Arkansas’ legislative session begins on Feb. 14 and lasts through March 15, and it’s possible the rule review subcommittee could give the go-ahead to mobile sports betting this month, well before the start of the heavily bet NCAA basketball tournament. Otherwise, the legislative council will likely take a look at the rules in mid to late March when the legislature is no longer in session.
“The options remain under discussion,” Hardin said. “With either option, the rule would be effective 10 days following the approval.”
Saffa expects Saracen to be ready to launch the Bet Saracen app as soon as it’s legally allowed to do so. The casino was preparing for a February launch in case approval of the rules came in January.
Saffa told Sports Handle he expects the rule review subcommittee to meet this month, and he’s hopeful it will give the green light to the mobile sports betting rules brought forward by the racing commission.
“I’m very much expecting [a meeting] the week of the 14th or the week of the 21st, and we’ll be there to testify in support,” Saffa said.
We’d hoped to be days away now.

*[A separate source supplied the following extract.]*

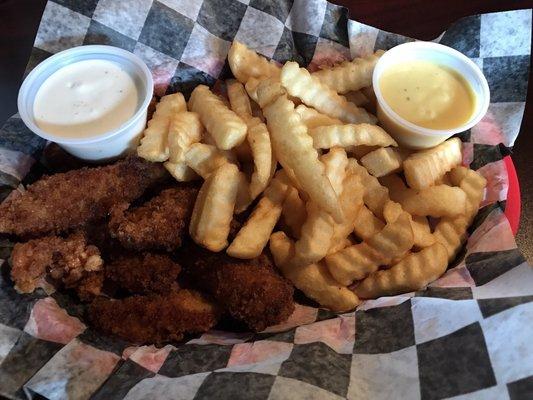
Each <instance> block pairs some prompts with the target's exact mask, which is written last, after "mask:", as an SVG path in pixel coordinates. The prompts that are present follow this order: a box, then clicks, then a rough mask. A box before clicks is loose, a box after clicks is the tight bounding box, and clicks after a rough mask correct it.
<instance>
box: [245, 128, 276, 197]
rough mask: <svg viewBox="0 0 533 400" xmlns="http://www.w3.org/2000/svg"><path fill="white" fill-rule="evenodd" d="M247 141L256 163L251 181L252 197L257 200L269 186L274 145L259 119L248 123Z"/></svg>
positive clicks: (271, 167)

Other players attempting to slow down the rules authorizing mobile gaming. Optimistic it will be approved by the legislature in February for a March start. Racing Commission approved rules 7-0 in December.
— 𝐂𝐚𝐫𝐥𝐭𝐨𝐧 𝐒𝐚𝐟𝐟𝐚 (@carltontsaffa) January 29, 2022
Oaklawn Racing Casino Resort General Manager Wayne Smith told Sports Handle via email that his casino’s mobile sports betting platform will be ready later this year, although it will likely launch after Bet Saracen.

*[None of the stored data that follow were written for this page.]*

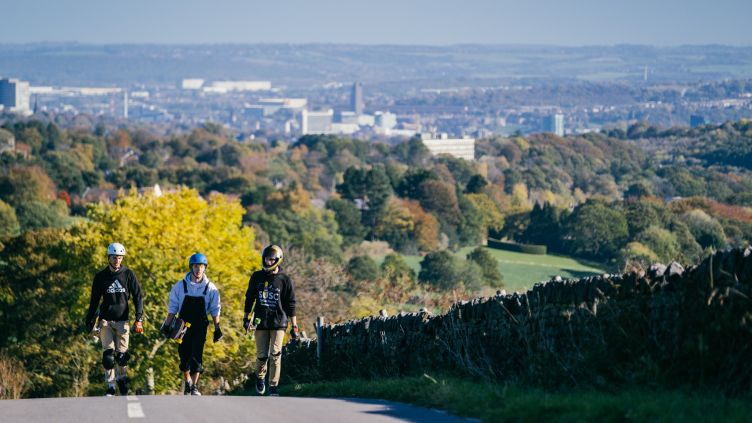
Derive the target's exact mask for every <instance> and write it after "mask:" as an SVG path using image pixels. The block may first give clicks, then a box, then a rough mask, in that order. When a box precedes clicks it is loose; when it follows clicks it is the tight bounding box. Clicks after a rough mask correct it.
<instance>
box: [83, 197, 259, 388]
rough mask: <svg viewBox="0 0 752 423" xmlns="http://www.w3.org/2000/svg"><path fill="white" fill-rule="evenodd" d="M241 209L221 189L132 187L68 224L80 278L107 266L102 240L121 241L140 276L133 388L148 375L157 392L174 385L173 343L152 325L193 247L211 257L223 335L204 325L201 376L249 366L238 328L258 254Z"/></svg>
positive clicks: (129, 266) (230, 378)
mask: <svg viewBox="0 0 752 423" xmlns="http://www.w3.org/2000/svg"><path fill="white" fill-rule="evenodd" d="M242 216H243V208H242V207H241V206H240V204H239V203H238V202H231V201H229V200H228V199H227V198H226V197H224V196H223V195H213V196H211V197H210V198H209V199H208V200H205V199H203V198H201V197H200V196H199V194H198V193H197V192H196V191H195V190H193V189H187V188H183V189H179V190H178V191H176V192H172V193H167V194H164V195H161V196H157V195H154V194H149V195H143V196H142V195H137V194H136V193H135V192H131V193H130V194H128V195H126V196H122V197H121V198H120V199H118V200H117V201H116V202H115V203H114V204H110V205H106V204H100V205H96V206H93V207H90V208H89V210H88V221H87V222H85V223H83V224H81V225H79V226H77V227H75V228H73V229H72V231H71V236H70V240H69V243H70V246H71V251H72V253H73V255H74V256H76V258H77V259H78V260H79V263H80V265H79V266H78V268H79V272H80V274H79V275H78V277H79V278H80V280H82V281H87V282H86V283H91V282H90V281H91V280H92V278H93V276H94V274H95V273H96V272H97V271H98V270H99V269H102V268H104V266H106V259H107V258H106V248H107V245H108V244H109V243H111V242H120V243H122V244H124V245H125V247H126V251H127V255H126V257H125V261H124V264H125V265H126V266H128V267H130V268H131V269H132V270H133V271H134V272H135V273H136V276H137V277H138V278H139V281H140V282H141V287H142V290H143V293H144V318H145V334H144V336H135V335H134V336H132V337H131V345H130V350H131V352H132V354H133V355H134V358H135V359H134V360H133V361H132V363H133V364H132V365H130V369H131V373H132V376H134V379H135V380H134V385H133V386H134V387H138V386H139V382H141V383H143V384H144V385H146V384H147V381H148V380H149V379H150V378H151V375H153V378H154V382H155V389H156V392H165V391H171V390H175V389H179V383H180V381H181V379H180V378H179V377H178V375H179V371H178V357H177V344H174V343H173V342H171V341H170V342H169V343H166V342H165V340H164V339H163V338H162V337H161V335H160V334H159V331H158V329H159V326H160V325H161V323H162V321H163V319H164V318H165V317H166V315H167V303H168V296H169V292H170V289H171V287H172V285H173V284H174V283H175V282H177V281H178V280H180V279H182V278H183V277H184V275H185V274H186V272H187V271H188V258H189V256H190V255H191V254H193V253H195V252H202V253H204V254H206V256H207V257H208V258H209V267H208V269H207V275H208V276H209V278H210V279H211V280H212V281H213V282H214V283H215V284H216V285H217V287H218V288H219V292H220V296H221V304H222V312H221V316H222V326H223V328H224V330H223V332H224V334H225V337H224V339H223V340H222V341H220V342H219V343H217V344H213V343H212V342H211V339H210V338H211V336H212V331H211V329H210V330H209V333H208V338H209V341H208V342H207V344H206V349H205V353H204V364H205V366H204V367H206V369H207V373H206V375H205V378H206V377H209V378H211V377H214V378H215V379H217V378H218V377H219V376H224V378H225V379H226V380H229V381H233V380H242V379H243V373H242V372H243V371H245V372H248V371H249V370H250V369H249V366H250V364H251V362H252V361H253V360H252V359H251V358H250V357H253V354H252V350H253V347H252V345H251V342H249V341H248V340H246V339H245V337H244V335H242V333H241V331H240V330H238V328H240V327H241V326H242V325H241V320H242V313H243V303H244V301H245V290H246V287H247V283H248V278H249V275H250V273H251V272H252V271H254V270H257V269H258V268H259V267H260V262H261V259H260V256H259V252H258V251H257V250H256V248H255V247H254V234H253V232H252V231H251V229H250V228H248V227H244V226H242V224H241V222H242ZM87 291H88V290H87ZM81 303H82V304H81V306H82V308H85V306H86V304H88V292H87V296H86V298H82V299H81ZM131 323H132V322H131ZM206 382H207V381H205V383H206ZM144 385H141V386H144Z"/></svg>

“When the rules are approved we plan to have our mobile sports platform taking wagers early third quarter 2022,” Smith said. “Our mobile wagering platform will offer the multitude of betting options found at our current sportsbook today.”
Whenever approval does come from the legislature, Arkansas bettors should expect online wagering options soon after.

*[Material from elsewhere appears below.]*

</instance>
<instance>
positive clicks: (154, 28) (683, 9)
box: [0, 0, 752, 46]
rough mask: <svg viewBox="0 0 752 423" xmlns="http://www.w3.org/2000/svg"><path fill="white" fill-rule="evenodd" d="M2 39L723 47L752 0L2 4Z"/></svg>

Blocking out major national operators?
A proposed 51% revenue-sharing model in Arkansas left national sportsbook operators upset about the split. That rule, attached to a requirement that sportsbook operators partner with Arkansas’ existing retail casinos, could certainly be discussed in the coming weeks as major national operators like BetMGM, DraftKings, and FanDuel push back on the proposal.
Should Arkansas legislation require that the land-based casinos receive 51% of sports betting revenue, it’s easy to imagine some national operators avoiding the Arkansas market. The provision could make it challenging for a third-party operator to be profitable.
Casinos are understandably fond of the 51% revenue-sharing model. Saracen Casino and Oaklawn Casino both shared support for the rule when speaking with Sports Handle. Given their support and the previous approval of the rules by the racing commission, it might be a surprise if the revenue-sharing rule is changed in the coming weeks.
“I believe that the results speak for themselves,” Saffa said. “The commission, the subject matter experts, the directly responsible executive agency, unanimously passed these rules. I think the story would be very different if this was like a 4-3 vote, but the unanimous vote out of that commission speaks to the really no-brainer for what this is for Arkansas and policy makers in Arkansas.”
Even if changes aren’t made, there’s certainly pushback from some key stakeholders. Fantasy Sports & Gaming Association Chair Stacie Stern told Sports Handle in early January that she believed that, eventually, “people in Arkansas are going to recognize this as bad policy.”